- Hangul: 카이스트
- RR: Kaiseuteu
- MR: K'aisŭt'ŭ
- Genre: School drama
- Written by: Song Ji-na; Kim Nam-hee; Kim Yun-jeong;
- Directed by: Joo Byung-dae
- Starring: Lee Min-woo; Kim Jung-hyun; Lee Eun-ju; Chae Rim; Kang Sung-yeon; Jung Sung-hwa;
- Country of origin: South Korea
- No. of seasons: 2
- No. of episodes: 81; Season 1: Episodes 1–67; Season 2: Episodes 68–81;

Original release
- Network: SBS TV
- Release: January 24, 1999 – October 8, 2000

= KAIST (TV series) =

1999–2000 South Korean TV series

KAIST (Korean: 카이스트, RR: Kaiseuteu) is a South Korean television series produced by SBS that aired from January 24, 1999 to October 8, 2000. It featured an ensemble cast of actors and actresses including Lee Min-woo, Kim Jung-hyun, Lee Eun-ju, Chae Rim, Kang Sung-yeon, and Jung Sung-hwa. Set at the Korea Advanced Institute of Science and Technology (KAIST), the drama is notable for its depiction of student life at a specialized science and engineering institution.

== Production and reception ==
The series was written by Song Ji-na, who previously authored popular television dramas including Eyes of Dawn (1991) and Sandglass (1995). Its premiere received significant public attention, and the show's broadcast is credited with increasing public familiarity with the institute during the late 1990s. The series popularized a romanticized image of engineering students, highlighting late-night study sessions, complex laboratory experiments, and hands-on technical projects.

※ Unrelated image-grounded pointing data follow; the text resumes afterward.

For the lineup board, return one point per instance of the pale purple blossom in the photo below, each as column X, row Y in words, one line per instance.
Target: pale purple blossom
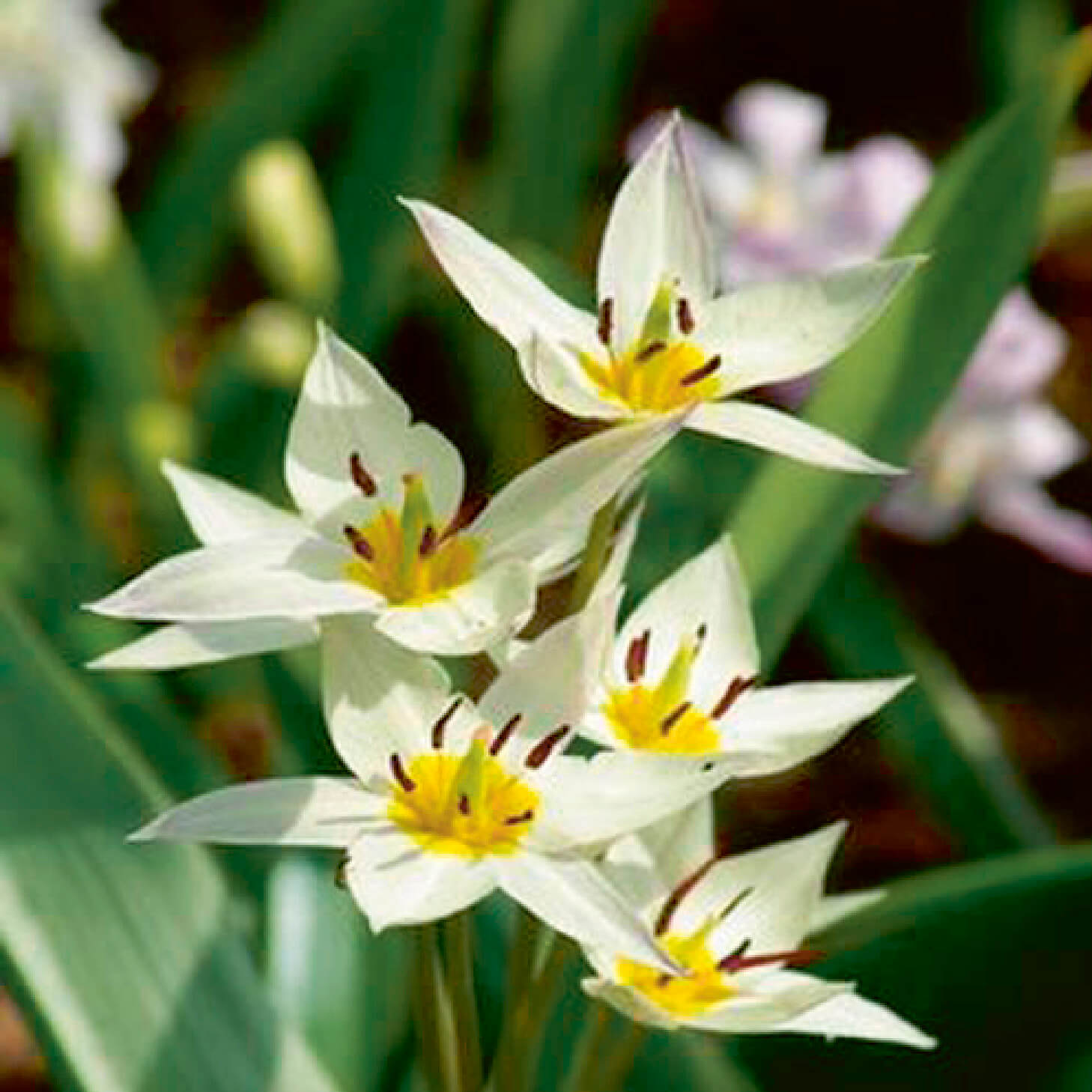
column 779, row 204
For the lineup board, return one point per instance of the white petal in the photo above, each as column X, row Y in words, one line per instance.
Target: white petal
column 574, row 898
column 285, row 812
column 777, row 431
column 655, row 233
column 553, row 372
column 379, row 698
column 264, row 578
column 552, row 679
column 708, row 591
column 395, row 882
column 619, row 792
column 187, row 646
column 796, row 722
column 770, row 332
column 222, row 513
column 503, row 294
column 470, row 617
column 780, row 126
column 568, row 488
column 854, row 1017
column 783, row 884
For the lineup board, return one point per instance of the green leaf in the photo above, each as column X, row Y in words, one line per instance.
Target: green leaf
column 124, row 956
column 993, row 959
column 979, row 223
column 291, row 76
column 936, row 729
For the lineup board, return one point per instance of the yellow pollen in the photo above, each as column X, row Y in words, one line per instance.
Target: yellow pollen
column 637, row 715
column 463, row 807
column 652, row 381
column 400, row 571
column 681, row 995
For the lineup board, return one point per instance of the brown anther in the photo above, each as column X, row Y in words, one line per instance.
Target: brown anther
column 438, row 727
column 674, row 717
column 362, row 479
column 685, row 316
column 360, row 545
column 699, row 374
column 637, row 655
column 427, row 545
column 672, row 903
column 649, row 352
column 798, row 958
column 736, row 687
column 505, row 735
column 400, row 774
column 544, row 748
column 606, row 321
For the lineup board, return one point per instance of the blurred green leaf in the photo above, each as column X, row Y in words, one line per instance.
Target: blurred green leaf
column 937, row 729
column 994, row 959
column 290, row 76
column 979, row 223
column 124, row 956
column 407, row 114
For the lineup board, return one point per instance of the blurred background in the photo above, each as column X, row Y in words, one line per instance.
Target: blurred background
column 183, row 334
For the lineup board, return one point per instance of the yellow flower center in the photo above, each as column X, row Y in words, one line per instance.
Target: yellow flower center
column 643, row 720
column 467, row 806
column 682, row 996
column 402, row 557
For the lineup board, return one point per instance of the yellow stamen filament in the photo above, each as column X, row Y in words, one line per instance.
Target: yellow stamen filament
column 464, row 806
column 682, row 996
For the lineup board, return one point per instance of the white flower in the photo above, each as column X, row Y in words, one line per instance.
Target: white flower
column 681, row 681
column 663, row 339
column 736, row 926
column 69, row 80
column 379, row 531
column 449, row 801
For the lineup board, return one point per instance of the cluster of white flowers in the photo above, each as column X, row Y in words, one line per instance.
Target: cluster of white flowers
column 781, row 205
column 450, row 798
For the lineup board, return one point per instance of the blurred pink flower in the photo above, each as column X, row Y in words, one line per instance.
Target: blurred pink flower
column 780, row 205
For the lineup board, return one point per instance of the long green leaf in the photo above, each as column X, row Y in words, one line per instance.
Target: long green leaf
column 994, row 959
column 937, row 729
column 124, row 956
column 979, row 222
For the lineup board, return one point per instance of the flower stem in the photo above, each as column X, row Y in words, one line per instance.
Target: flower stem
column 595, row 555
column 431, row 1013
column 458, row 942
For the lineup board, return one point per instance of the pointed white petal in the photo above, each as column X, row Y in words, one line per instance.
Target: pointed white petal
column 777, row 431
column 552, row 679
column 285, row 812
column 264, row 578
column 379, row 698
column 783, row 884
column 852, row 1016
column 553, row 372
column 769, row 332
column 395, row 882
column 470, row 617
column 618, row 792
column 572, row 896
column 834, row 909
column 187, row 646
column 503, row 294
column 796, row 722
column 219, row 512
column 655, row 234
column 708, row 591
column 568, row 488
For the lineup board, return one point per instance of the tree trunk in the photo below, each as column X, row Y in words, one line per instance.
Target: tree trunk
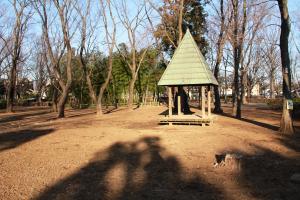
column 272, row 84
column 62, row 102
column 286, row 124
column 243, row 86
column 105, row 84
column 220, row 45
column 131, row 92
column 11, row 88
column 54, row 100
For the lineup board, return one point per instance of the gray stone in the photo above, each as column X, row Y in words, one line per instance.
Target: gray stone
column 295, row 178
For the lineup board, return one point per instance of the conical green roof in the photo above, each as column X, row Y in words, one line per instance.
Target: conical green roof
column 188, row 66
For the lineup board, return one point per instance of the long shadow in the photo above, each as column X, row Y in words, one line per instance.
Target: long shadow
column 266, row 175
column 9, row 140
column 17, row 117
column 132, row 170
column 261, row 124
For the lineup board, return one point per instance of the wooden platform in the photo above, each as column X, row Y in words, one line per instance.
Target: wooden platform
column 187, row 120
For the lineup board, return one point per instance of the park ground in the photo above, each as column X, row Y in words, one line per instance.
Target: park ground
column 128, row 155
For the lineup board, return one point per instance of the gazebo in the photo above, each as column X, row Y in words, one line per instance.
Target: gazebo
column 188, row 68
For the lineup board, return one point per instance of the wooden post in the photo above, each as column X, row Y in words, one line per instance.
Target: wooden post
column 203, row 101
column 209, row 101
column 179, row 100
column 199, row 90
column 170, row 101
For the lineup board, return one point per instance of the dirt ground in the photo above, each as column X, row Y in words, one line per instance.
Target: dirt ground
column 128, row 155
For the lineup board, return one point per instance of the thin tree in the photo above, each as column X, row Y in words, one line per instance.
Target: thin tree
column 110, row 37
column 286, row 123
column 63, row 9
column 19, row 30
column 131, row 25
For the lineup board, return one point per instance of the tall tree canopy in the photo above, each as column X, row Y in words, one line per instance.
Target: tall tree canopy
column 194, row 18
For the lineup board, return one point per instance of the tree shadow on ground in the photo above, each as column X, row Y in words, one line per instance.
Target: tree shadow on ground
column 266, row 175
column 12, row 139
column 261, row 124
column 20, row 116
column 133, row 170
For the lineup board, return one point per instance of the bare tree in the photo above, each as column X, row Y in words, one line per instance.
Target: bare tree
column 271, row 55
column 63, row 10
column 222, row 22
column 132, row 24
column 83, row 50
column 286, row 124
column 238, row 36
column 110, row 37
column 20, row 27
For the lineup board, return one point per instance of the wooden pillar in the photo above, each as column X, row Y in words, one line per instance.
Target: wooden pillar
column 199, row 90
column 209, row 101
column 170, row 101
column 203, row 101
column 179, row 100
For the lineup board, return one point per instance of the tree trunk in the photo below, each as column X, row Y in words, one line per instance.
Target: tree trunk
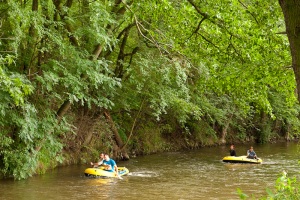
column 291, row 12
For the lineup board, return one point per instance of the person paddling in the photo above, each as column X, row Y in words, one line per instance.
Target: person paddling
column 110, row 165
column 251, row 153
column 100, row 162
column 232, row 151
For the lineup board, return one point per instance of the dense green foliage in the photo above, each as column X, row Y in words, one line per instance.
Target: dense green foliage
column 285, row 188
column 161, row 75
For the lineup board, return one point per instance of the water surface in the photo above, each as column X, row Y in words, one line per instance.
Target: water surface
column 196, row 174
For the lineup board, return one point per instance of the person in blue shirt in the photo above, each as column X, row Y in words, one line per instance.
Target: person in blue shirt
column 110, row 165
column 251, row 153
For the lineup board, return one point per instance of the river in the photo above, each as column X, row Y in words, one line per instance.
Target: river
column 194, row 174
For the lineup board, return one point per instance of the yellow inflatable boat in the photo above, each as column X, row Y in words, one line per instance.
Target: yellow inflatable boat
column 241, row 159
column 100, row 172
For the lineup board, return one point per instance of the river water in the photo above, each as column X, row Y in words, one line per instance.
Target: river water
column 195, row 174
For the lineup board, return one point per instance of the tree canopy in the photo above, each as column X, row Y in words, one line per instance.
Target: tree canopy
column 145, row 76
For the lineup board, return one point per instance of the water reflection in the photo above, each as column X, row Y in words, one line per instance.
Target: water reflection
column 198, row 174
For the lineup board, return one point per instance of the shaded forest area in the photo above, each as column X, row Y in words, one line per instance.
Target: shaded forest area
column 139, row 77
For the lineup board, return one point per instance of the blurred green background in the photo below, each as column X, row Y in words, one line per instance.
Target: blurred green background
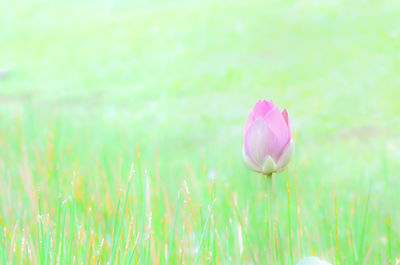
column 88, row 83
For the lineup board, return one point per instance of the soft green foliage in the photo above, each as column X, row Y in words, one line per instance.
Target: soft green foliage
column 94, row 87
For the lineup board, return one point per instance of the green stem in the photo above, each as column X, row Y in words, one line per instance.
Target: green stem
column 268, row 182
column 289, row 223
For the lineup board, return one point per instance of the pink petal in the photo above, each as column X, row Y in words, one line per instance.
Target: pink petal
column 261, row 108
column 260, row 141
column 277, row 125
column 286, row 156
column 285, row 115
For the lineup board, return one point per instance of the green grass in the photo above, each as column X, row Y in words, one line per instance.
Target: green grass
column 97, row 87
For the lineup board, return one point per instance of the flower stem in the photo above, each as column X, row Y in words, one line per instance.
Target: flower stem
column 268, row 183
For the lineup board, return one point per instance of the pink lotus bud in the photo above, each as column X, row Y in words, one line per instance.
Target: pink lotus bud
column 268, row 145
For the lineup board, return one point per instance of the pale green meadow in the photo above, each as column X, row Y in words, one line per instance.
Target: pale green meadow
column 121, row 129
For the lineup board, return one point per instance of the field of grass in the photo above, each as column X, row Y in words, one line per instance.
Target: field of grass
column 121, row 131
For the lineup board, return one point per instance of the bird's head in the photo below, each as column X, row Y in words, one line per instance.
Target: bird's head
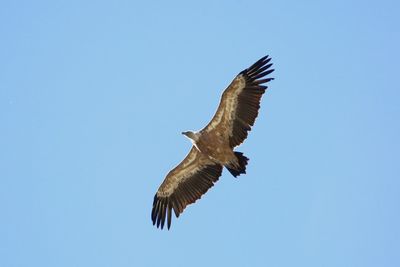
column 191, row 135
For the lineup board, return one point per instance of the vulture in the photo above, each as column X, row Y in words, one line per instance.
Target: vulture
column 213, row 146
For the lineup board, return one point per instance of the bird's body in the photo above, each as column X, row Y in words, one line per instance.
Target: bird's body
column 213, row 146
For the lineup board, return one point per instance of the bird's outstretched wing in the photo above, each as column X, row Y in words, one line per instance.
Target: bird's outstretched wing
column 240, row 102
column 183, row 185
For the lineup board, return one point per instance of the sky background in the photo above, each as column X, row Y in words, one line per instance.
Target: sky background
column 94, row 96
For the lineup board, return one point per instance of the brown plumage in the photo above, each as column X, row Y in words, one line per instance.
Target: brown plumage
column 213, row 145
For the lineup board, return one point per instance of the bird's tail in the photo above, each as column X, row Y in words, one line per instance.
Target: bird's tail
column 242, row 162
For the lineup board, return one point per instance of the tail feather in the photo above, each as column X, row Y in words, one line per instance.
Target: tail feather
column 236, row 171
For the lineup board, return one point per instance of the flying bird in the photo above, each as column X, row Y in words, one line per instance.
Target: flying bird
column 213, row 146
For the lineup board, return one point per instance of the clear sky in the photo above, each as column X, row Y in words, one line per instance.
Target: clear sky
column 94, row 96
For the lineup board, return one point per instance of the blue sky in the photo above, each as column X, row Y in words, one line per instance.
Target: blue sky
column 94, row 96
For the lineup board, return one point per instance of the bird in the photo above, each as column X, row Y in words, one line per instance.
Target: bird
column 213, row 146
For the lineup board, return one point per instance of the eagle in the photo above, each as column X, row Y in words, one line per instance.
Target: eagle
column 213, row 146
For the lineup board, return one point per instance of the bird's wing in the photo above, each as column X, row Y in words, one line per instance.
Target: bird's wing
column 240, row 103
column 183, row 185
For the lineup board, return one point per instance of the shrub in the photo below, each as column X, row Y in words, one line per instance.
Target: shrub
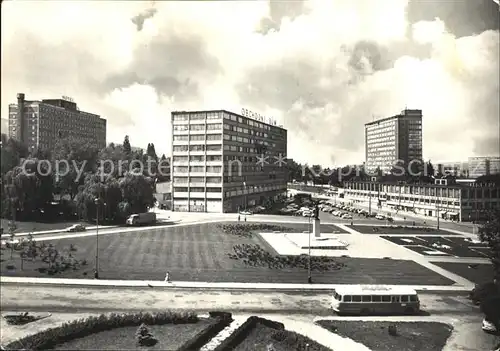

While the show was largely filmed on location at the KAIST campus to maintain an authentic atmosphere, several key interiors were shot on constructed studio sets rather than in actual university facilities. These set locations included student dormitories, the campus dining facility, and faculty offices. The studio-built dormitories appeared more modern and spacious than real-life campus housing. Nevertheless, there was a boost of incoming students who had matriculated partly due to the drama.

The series consists of two official seasons, each focusing on a distinct student organization:

- Season 1: Centers on the activities of the robotics club Mister.
- Season 2: Focuses on the aviation club Icarus.

=== Season 1 ===
The first season, centered on the university's robot soccer club, achieved major commercial and ratings success. The broadcast spawned a companion book, titled Song Ji-na's KAIST, and two soundtrack albums. The main cast recorded the show's theme songs:

- "A World Drawn by the Heart" (마음으로 그리는 세상) – Early-season theme
- "The Promise in My Heart" (내 마음의 약속) – Late-season theme

Both tracks gained popular traction, leading to live cast performances on the SBS music program Inkigayo and widespread adoption as choral arrangements.

Season 1 ran for more than four times the duration of the second season and featured several key cast and narrative transitions.

=== Season 2 ===
In contrast to its predecessor, the second season experienced low viewership and a shorter broadcast run. It did not receive an official soundtrack release, and official documentation regarding its production remains limited. Due to the disparity in popularity between the two runs, retro-analysis and media coverage of KAIST focus predominantly on the first season, with the late-season them "The Promise in My Heart" frequently misattributed as the theme for Season 2.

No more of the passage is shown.